As noted above, the Avoidance Trust, of which Wilmington Trust will also serve as the administrator, was established to continue the Term Loan Litigation, and to address matters of collection and distribution of any award if the Term Loan Litigation (which now is the subject of cross-motions for summary judgment, which are sub judice ) is successful.

I've been advised that issues are also likely to exist (as to which I've heard very little so far, and likewise express no view) as to whether, assuming the Term Loan Litigation is successful, the Avoidance Trust or the U.S. Treasury will be entitled to any proceeds. I've been informed (or at least have assumed) that the Creditors' Committee will argue that any proceeds should go to the unsecured creditors. I've been informed that the U.S. Treasury may argue that any proceeds should be applied toward the Treasury sponsored DIP Loan. Thus, the ultimate beneficiary of any successful litigation on behalf of the Avoidance Trust is yet to be determined.

Obviously, I here express no view on the likely outcome of the Term Loan Litigation, or the pending motions.

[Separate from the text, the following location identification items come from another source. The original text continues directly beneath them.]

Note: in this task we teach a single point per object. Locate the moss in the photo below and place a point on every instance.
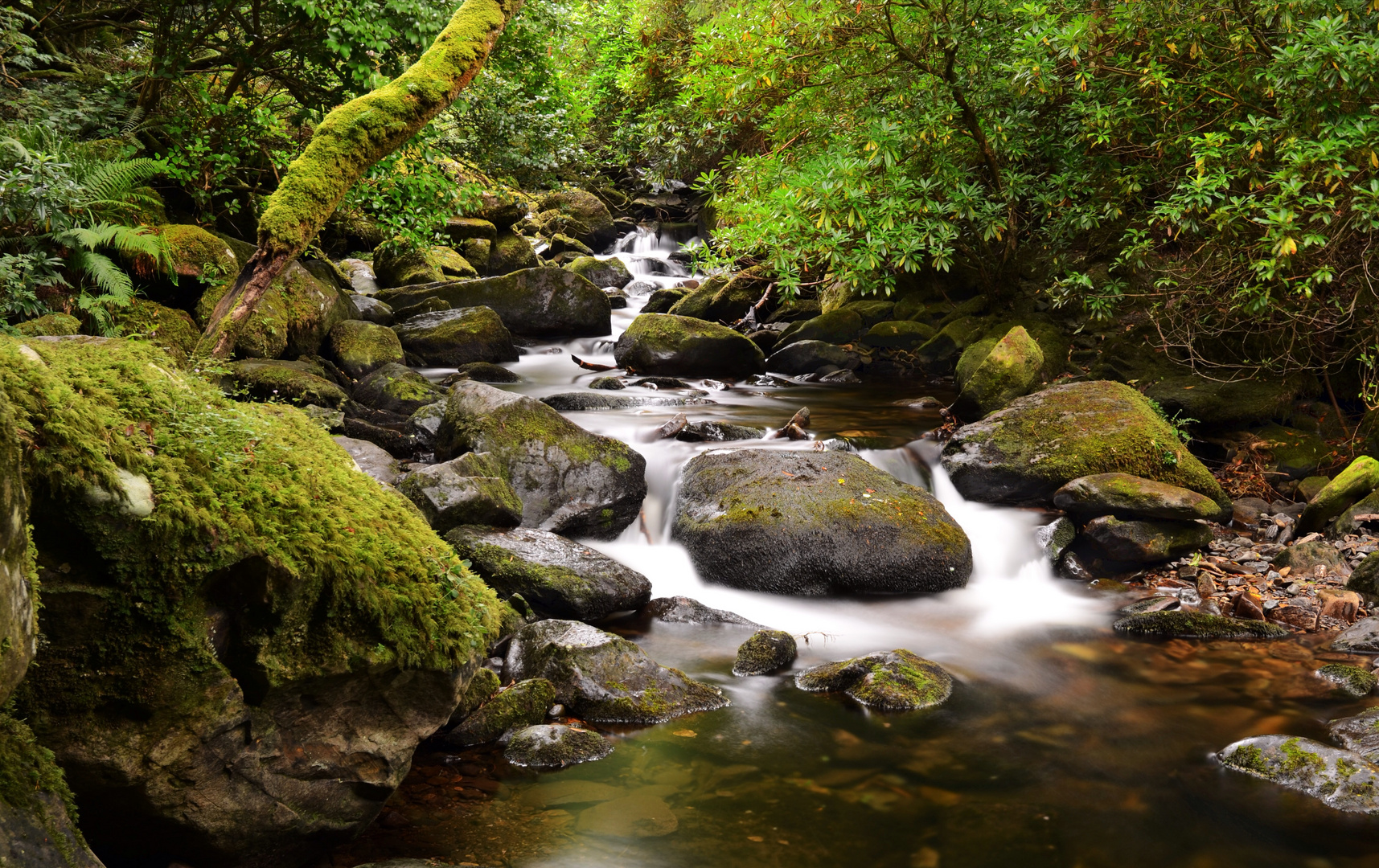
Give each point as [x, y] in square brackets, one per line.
[355, 579]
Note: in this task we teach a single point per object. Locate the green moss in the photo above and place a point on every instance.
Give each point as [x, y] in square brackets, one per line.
[355, 579]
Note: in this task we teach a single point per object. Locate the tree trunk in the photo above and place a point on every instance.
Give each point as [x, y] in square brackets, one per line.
[348, 144]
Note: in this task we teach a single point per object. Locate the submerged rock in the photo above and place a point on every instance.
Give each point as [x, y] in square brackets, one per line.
[557, 576]
[605, 678]
[802, 522]
[885, 681]
[765, 651]
[568, 480]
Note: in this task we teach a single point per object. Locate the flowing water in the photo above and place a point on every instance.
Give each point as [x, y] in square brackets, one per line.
[1062, 744]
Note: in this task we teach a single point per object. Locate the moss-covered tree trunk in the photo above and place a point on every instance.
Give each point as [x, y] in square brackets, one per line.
[349, 141]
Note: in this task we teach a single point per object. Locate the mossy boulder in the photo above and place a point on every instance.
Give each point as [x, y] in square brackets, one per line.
[531, 302]
[362, 347]
[1348, 488]
[570, 481]
[1127, 497]
[885, 681]
[684, 346]
[466, 491]
[301, 383]
[898, 334]
[557, 576]
[1340, 779]
[601, 272]
[807, 522]
[765, 651]
[457, 337]
[173, 636]
[991, 376]
[520, 706]
[605, 678]
[1041, 441]
[1196, 626]
[50, 326]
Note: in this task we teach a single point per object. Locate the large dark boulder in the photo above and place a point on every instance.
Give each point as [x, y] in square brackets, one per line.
[605, 678]
[684, 346]
[557, 576]
[570, 481]
[802, 522]
[531, 302]
[1040, 443]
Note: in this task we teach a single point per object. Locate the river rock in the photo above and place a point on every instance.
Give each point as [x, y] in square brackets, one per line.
[1127, 497]
[1041, 441]
[520, 706]
[453, 338]
[1340, 779]
[557, 576]
[396, 389]
[362, 347]
[1196, 626]
[531, 302]
[806, 357]
[764, 652]
[804, 522]
[885, 681]
[684, 346]
[600, 677]
[570, 481]
[466, 491]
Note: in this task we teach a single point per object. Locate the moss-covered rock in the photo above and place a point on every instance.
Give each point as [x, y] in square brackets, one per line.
[50, 326]
[531, 302]
[765, 651]
[605, 678]
[1007, 370]
[1340, 779]
[885, 681]
[684, 346]
[570, 481]
[362, 347]
[268, 571]
[458, 337]
[520, 706]
[1036, 445]
[807, 522]
[1340, 493]
[557, 576]
[1196, 626]
[1127, 497]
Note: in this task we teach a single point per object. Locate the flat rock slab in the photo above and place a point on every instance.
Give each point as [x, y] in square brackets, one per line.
[605, 678]
[556, 575]
[802, 522]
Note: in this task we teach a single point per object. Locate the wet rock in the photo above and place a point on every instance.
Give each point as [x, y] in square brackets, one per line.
[1196, 626]
[559, 576]
[396, 389]
[684, 346]
[453, 338]
[520, 706]
[466, 491]
[605, 678]
[764, 652]
[796, 522]
[1040, 443]
[555, 746]
[568, 480]
[1349, 678]
[1340, 779]
[530, 302]
[885, 681]
[1127, 497]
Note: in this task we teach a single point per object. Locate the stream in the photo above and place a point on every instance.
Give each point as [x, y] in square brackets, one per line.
[1062, 744]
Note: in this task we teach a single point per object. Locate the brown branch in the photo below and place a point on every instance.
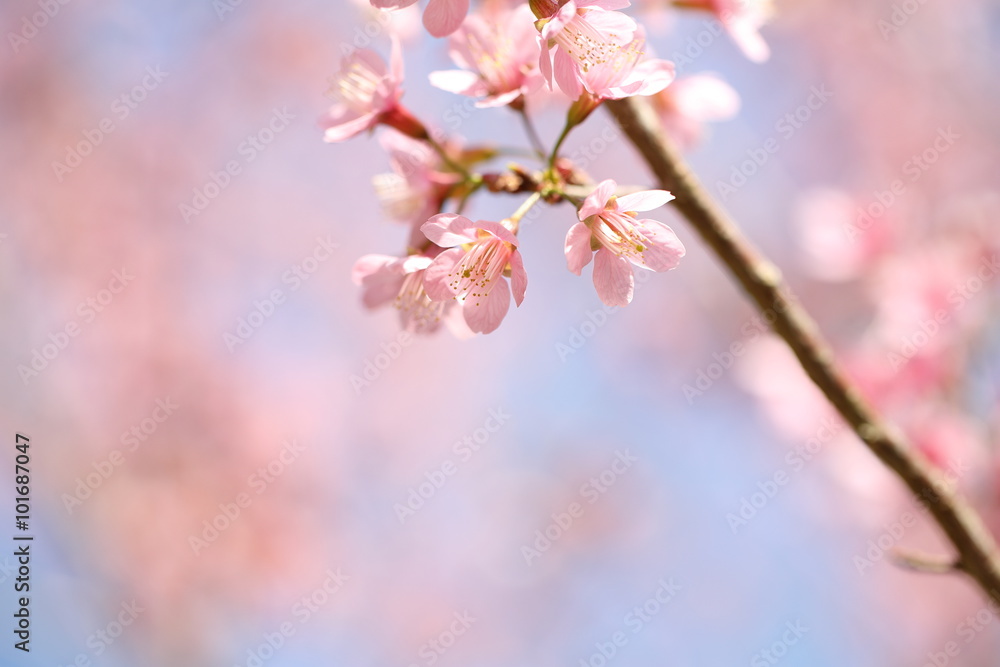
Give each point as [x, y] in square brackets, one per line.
[921, 562]
[975, 546]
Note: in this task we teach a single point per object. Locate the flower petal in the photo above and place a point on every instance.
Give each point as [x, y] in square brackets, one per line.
[380, 278]
[559, 20]
[497, 230]
[650, 77]
[484, 314]
[597, 200]
[646, 200]
[664, 251]
[605, 4]
[705, 97]
[613, 278]
[396, 60]
[577, 248]
[449, 229]
[437, 281]
[565, 70]
[518, 277]
[338, 127]
[616, 27]
[443, 17]
[458, 81]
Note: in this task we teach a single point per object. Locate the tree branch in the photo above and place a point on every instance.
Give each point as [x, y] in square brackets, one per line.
[977, 551]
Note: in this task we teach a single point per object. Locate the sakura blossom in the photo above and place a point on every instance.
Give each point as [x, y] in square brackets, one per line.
[417, 186]
[692, 101]
[366, 93]
[498, 54]
[483, 255]
[400, 281]
[610, 232]
[441, 17]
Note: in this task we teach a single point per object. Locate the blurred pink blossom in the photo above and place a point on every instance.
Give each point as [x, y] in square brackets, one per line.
[498, 54]
[475, 276]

But it's clear to me that at this point, the beneficiary of the Avoidance Trust is plainly unsecured creditors, of which Wilmington Trust's bondholders, a subset of the unsecured creditor community, are an important (if not also the largest) part. There certainly is no conflict, insofar as either the GUC Trust or the Avoidance Trust is concerned, between Old GM bondholders and other members of the Unsecured Class. And it's likewise clear to me that Wilmington Trust will be focused on prosecuting the Term Loan Litigation appropriately, and attempting to maximize value for unsecured creditors or whoever ultimately is entitled to any proceeds.

At this point, I don't know whether there will be any proceeds for unsecured creditors and the U.S. Treasury to fight over, and I don't know the extent, if any, to which Wilmington Trust would have conflicting duties to the U.S. Treasury (as contrasted to unsecured creditors)—especially since the U.S. Treasury, to my observation, has so far been well represented and capable of making decisions for itself. I don't see this as a present or systemic conflict, if it ever will be one.

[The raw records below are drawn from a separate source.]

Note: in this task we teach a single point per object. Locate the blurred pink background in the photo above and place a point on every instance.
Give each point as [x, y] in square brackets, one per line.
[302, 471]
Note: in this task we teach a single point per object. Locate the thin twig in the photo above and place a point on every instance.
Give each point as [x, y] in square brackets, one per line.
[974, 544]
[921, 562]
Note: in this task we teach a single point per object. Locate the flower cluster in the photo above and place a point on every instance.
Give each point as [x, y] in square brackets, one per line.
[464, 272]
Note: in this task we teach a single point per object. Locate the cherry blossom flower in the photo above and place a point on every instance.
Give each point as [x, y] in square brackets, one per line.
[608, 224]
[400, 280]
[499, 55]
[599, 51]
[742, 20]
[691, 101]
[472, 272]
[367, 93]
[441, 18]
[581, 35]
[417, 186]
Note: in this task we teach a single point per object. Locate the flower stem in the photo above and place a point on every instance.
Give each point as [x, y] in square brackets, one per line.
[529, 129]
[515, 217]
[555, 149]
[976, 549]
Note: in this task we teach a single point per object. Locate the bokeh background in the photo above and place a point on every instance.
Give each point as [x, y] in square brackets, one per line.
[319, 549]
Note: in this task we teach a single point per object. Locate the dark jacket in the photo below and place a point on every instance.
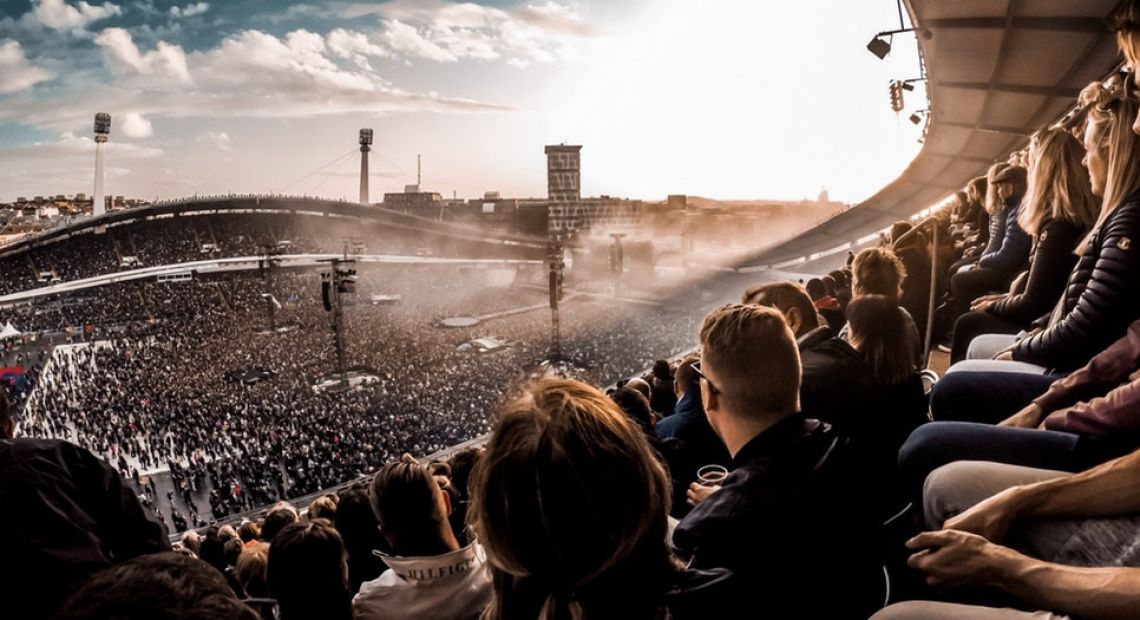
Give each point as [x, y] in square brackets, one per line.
[1100, 301]
[687, 445]
[65, 515]
[787, 522]
[1014, 252]
[995, 230]
[836, 382]
[1050, 263]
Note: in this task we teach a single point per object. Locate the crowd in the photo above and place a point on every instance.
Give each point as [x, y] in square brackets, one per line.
[789, 468]
[162, 396]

4. Other GUC Trust Provisions

The Plan also provides for several layers of oversight for the GUC Trust Administrator. In the first instance, the GUC Trust Monitor must review and approve all non-ministerial activities of the GUC Trust Administrator.

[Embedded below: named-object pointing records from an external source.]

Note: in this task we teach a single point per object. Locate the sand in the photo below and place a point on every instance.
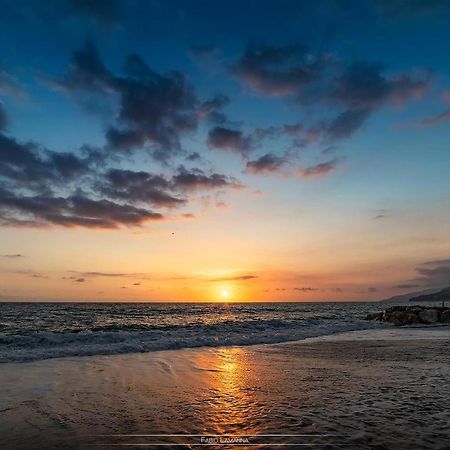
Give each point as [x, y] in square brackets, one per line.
[378, 389]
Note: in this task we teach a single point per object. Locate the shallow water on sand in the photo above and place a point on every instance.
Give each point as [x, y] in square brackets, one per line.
[353, 395]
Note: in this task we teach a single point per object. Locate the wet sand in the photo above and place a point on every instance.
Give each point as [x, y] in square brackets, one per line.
[380, 389]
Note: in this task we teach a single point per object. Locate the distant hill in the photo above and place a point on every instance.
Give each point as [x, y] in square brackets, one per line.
[407, 297]
[440, 296]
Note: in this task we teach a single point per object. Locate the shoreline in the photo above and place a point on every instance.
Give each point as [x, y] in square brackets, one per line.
[345, 384]
[385, 332]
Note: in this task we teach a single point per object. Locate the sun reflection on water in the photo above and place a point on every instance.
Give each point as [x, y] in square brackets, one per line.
[231, 403]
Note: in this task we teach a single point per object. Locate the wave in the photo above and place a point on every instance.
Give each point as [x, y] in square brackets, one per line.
[125, 338]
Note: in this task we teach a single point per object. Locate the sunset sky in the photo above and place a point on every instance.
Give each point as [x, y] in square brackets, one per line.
[159, 150]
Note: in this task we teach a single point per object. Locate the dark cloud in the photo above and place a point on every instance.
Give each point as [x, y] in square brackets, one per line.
[273, 71]
[318, 170]
[203, 52]
[189, 180]
[229, 140]
[352, 91]
[3, 118]
[401, 9]
[363, 86]
[237, 278]
[212, 109]
[436, 119]
[73, 211]
[193, 157]
[153, 109]
[139, 186]
[9, 84]
[106, 11]
[266, 163]
[33, 166]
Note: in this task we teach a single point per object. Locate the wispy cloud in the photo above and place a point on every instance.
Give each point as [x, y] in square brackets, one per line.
[13, 256]
[236, 278]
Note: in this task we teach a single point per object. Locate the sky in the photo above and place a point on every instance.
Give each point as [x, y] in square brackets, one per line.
[162, 150]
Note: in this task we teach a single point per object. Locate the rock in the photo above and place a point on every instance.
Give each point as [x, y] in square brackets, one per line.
[410, 318]
[374, 316]
[445, 316]
[428, 316]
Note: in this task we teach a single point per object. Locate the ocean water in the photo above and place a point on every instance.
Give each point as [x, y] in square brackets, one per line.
[33, 331]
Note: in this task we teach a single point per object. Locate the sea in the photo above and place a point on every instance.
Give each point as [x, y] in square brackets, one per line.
[35, 331]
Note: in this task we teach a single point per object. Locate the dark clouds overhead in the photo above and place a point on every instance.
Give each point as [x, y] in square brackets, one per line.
[266, 163]
[153, 109]
[229, 140]
[191, 180]
[352, 91]
[273, 70]
[106, 11]
[319, 170]
[3, 118]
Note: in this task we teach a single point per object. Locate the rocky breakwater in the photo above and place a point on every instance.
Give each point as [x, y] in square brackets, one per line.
[409, 315]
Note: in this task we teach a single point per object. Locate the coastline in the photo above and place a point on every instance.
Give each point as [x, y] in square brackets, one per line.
[357, 385]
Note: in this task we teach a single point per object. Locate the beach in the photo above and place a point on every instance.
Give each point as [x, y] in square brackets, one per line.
[381, 389]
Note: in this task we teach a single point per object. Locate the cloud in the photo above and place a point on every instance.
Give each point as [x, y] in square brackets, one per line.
[363, 86]
[300, 289]
[203, 52]
[139, 186]
[229, 140]
[434, 274]
[32, 166]
[73, 211]
[236, 278]
[346, 123]
[319, 170]
[436, 119]
[407, 286]
[196, 179]
[3, 118]
[212, 109]
[437, 262]
[266, 163]
[106, 11]
[273, 70]
[9, 85]
[352, 91]
[152, 109]
[104, 274]
[305, 289]
[381, 214]
[401, 9]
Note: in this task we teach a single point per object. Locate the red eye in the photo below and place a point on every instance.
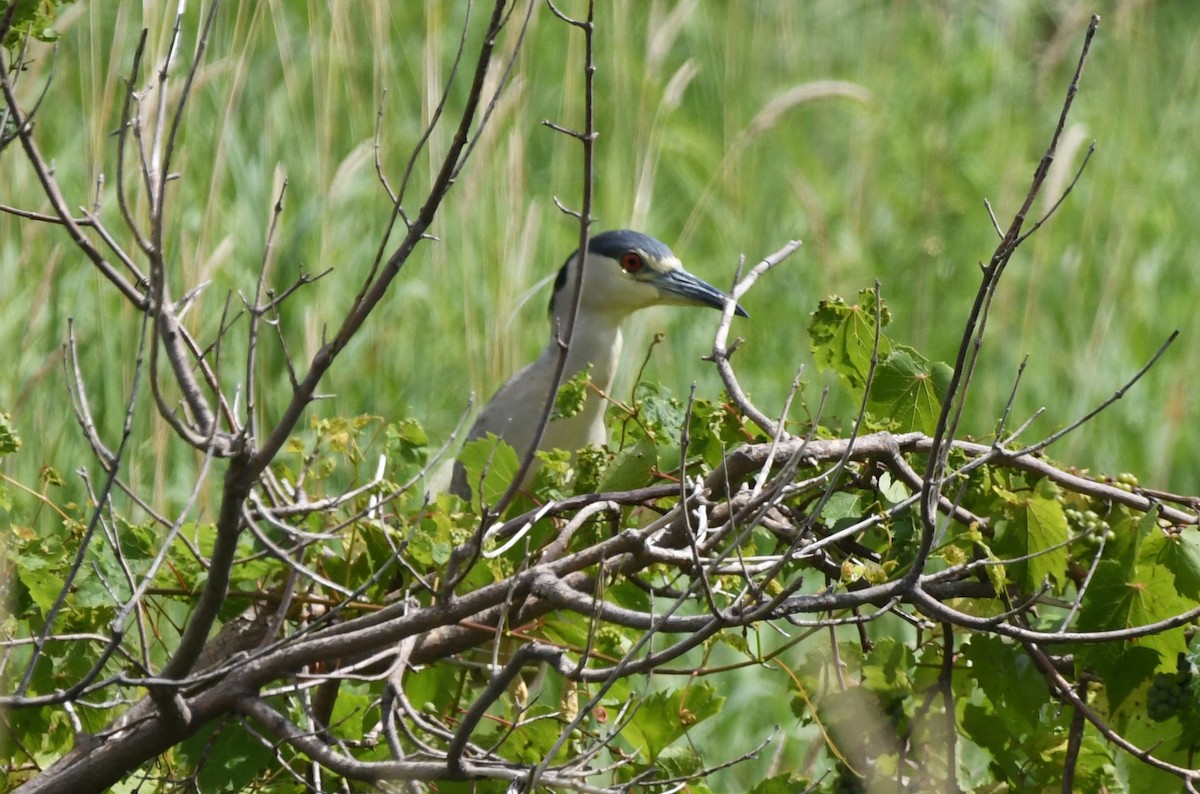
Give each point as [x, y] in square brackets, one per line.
[630, 262]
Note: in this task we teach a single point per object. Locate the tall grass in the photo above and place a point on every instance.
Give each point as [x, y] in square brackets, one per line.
[719, 132]
[873, 131]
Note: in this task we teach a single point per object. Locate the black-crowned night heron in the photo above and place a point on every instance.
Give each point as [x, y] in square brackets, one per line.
[623, 271]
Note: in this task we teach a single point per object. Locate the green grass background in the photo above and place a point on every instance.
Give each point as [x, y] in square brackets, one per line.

The Creditors' Committee, in consultation with the Debtors, appointed FTI Consulting (a well known turnaround firm, whose retention, as the Creditors' Committee's financial advisor, I approved early in this case) as the GUC Trust Monitor.

See, e.g., GUC Trust Agreement Article 3.5(b) (approval of GUC Trust Monitor required to issue physical certificates as evidence for GUC units); Article 5.4(d) (approval necessary to withhold distributions of excess assets upon discovery of previously unknown general unsecured claims); Article 5.7(a) (approval necessary to sell expiring warrants in a privately negotiated sale); Article 6.2 (GUC Trust Monitor to review all reports prepared by the GUC Trust); Article 6.4(a)(i) (GUC Trust Monitor to review and approve all annual budgets and updates thereto); Article 11.3 (approval necessary to resolve disputed claims over $10 million, decisions to retain or terminate employment of trust professionals, incur costs over budget, and amend the GUC Trust Agreement).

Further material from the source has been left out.